PooledArrays.jl constuctor to create PooledArray sharing a pool from another PooledArray

In the case where you have 2+ PooledArrays and you want them to share a single pool, it would be useful to have a constructor that's something like


foo = PooledArray(rand(["a","b","c"], 5000))

bar = PooledArray(rand(["a","b","c"], 100), foo)

where bar is a PooledArray of 100 elements that share the pool of foo. Therefore, if one was to change foo.pool[1] = "zebra", every occurrence of "a" in bar would become "zebra"

The constructor would look something like

PooledArray(x, y::PooledArray)

I'm not sure of what a clean and efficient process for that would look like. Perhaps since the pool already exists, replacing every occurrence of a unique element with the corresponding pool index?

Aug 03 '21 15:08 pdimens

if one was to change foo.pool[1] = "zebra", every occurrence of "a" in bar would become "zebra"

This should never be done. pool is a private field of PooledArray.
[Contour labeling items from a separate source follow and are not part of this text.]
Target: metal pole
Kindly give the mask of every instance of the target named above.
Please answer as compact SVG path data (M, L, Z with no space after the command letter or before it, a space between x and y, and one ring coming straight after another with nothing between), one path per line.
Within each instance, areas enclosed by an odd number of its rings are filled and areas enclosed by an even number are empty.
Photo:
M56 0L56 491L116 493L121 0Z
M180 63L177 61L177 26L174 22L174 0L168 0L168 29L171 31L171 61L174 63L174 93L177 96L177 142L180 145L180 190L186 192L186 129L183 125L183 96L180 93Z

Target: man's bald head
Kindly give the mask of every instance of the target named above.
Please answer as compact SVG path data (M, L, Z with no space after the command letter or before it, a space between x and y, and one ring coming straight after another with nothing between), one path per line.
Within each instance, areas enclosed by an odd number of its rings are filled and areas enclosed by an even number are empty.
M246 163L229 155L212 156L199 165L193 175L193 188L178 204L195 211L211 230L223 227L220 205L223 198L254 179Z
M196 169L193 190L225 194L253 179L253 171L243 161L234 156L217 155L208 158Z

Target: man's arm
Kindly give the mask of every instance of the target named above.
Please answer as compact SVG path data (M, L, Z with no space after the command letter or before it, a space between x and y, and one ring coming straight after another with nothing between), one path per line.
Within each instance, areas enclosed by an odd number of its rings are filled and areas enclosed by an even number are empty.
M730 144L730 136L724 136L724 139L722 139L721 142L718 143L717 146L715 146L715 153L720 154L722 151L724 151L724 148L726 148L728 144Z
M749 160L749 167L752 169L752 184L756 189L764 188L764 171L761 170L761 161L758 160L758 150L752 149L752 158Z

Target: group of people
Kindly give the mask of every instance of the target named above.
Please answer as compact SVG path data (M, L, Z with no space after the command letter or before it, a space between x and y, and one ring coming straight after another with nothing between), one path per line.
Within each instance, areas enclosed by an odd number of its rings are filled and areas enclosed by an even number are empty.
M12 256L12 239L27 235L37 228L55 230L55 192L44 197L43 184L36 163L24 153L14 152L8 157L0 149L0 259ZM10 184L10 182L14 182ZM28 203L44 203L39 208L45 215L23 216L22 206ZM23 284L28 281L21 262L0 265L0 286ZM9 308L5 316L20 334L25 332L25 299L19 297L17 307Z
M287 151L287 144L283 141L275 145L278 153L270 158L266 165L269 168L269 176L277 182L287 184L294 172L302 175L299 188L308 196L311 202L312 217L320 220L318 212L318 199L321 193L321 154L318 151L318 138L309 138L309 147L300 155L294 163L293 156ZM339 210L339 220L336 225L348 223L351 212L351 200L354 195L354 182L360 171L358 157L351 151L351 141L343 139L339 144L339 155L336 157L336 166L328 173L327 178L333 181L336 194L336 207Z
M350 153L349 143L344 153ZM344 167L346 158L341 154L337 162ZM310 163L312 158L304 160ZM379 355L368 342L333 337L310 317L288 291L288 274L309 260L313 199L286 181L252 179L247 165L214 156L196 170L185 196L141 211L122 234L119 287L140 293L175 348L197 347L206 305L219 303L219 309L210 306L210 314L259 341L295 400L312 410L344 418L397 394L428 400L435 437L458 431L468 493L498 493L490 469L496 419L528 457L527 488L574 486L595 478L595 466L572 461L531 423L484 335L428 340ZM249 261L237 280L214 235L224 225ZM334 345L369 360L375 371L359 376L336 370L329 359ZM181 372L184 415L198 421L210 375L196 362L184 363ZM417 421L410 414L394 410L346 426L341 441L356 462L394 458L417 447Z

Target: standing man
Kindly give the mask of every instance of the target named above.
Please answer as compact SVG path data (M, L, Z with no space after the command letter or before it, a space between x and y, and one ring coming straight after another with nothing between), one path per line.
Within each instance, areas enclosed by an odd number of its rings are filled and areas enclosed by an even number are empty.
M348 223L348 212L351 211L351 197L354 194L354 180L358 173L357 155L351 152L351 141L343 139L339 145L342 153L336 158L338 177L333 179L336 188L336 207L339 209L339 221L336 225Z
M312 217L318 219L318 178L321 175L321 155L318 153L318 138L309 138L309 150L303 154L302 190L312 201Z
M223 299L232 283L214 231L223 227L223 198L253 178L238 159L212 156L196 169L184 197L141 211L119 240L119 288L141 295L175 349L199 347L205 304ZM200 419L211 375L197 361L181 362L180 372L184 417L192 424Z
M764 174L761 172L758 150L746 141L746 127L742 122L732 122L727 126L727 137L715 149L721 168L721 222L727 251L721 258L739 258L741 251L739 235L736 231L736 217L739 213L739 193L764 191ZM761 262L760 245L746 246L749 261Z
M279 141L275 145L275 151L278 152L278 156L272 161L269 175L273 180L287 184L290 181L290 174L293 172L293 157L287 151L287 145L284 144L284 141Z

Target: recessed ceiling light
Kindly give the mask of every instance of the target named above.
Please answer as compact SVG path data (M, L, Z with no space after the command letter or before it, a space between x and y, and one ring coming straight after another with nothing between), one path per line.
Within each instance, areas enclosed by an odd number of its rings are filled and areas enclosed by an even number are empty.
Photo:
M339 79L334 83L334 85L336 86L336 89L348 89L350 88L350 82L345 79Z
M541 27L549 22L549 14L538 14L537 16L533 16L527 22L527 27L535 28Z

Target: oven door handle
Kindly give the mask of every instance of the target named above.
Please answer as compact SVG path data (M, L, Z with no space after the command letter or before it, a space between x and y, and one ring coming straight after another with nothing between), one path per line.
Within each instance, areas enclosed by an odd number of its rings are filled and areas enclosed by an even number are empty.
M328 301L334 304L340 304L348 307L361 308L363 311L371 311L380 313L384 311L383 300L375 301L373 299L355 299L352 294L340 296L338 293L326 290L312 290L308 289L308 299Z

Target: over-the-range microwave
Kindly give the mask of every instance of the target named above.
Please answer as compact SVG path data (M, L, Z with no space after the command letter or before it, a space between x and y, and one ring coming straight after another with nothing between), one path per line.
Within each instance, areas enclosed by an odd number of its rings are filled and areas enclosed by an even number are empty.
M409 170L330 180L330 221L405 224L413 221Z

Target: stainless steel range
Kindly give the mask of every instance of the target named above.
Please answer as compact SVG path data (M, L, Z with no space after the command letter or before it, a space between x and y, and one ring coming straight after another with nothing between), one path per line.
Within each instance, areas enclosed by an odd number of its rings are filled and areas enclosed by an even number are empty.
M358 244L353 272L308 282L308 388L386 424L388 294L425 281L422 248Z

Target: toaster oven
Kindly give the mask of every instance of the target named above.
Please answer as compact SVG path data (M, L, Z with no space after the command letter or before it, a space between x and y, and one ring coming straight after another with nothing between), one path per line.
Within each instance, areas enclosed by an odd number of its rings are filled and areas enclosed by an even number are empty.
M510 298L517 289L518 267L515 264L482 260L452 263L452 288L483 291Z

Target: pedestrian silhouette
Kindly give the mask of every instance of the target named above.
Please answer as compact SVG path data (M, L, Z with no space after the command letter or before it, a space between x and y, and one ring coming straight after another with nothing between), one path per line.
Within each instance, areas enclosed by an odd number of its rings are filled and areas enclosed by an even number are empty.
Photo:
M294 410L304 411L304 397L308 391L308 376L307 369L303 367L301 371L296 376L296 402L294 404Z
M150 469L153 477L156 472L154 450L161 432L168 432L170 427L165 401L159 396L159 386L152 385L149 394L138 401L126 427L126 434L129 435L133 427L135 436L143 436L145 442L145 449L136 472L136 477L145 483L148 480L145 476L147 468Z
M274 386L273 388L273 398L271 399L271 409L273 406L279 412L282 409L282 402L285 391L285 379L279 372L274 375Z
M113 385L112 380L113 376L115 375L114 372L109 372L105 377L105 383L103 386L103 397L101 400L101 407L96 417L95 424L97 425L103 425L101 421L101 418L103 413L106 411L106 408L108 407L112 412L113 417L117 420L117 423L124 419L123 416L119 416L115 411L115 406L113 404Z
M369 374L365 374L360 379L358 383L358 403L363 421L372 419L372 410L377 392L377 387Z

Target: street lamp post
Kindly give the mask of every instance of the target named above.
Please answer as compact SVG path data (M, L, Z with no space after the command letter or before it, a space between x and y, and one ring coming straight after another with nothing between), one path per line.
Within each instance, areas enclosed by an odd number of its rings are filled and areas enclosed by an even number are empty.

What you propose would corrupt PooledArray.

The constructor would look something like

The signature is up to the discussion, the implementation should be something like (probably something more efficient but I am showing that we already almost have it):

res = y[fill.(1, size(x))...]
res .= x

and now res shares pool with y assuming that elements of x were a subset of pool of y.

Aug 03 '21 15:08 bkamins

Forgive my ignorance, but renaming a pool entry would corrupt the PooledArray? What would be the idiomatic and safe way to change all occurrences of a single pool item?

Aug 03 '21 18:08 pdimens

you check if a new value of the pool item is already present in the pool or not.
if it is present - then there is no way to make a fast change; you need to do a full table scan and update
if it is not present then assuming you are sure that no other thread is mutating PooledArray you can:
- set pool the way you proposed
- remove from invpool the mapping from the old value that you removed
- add to invpool a mapping to the new value that you have changed to

Note though that points described in step 3 are implementation detail that might change in the future.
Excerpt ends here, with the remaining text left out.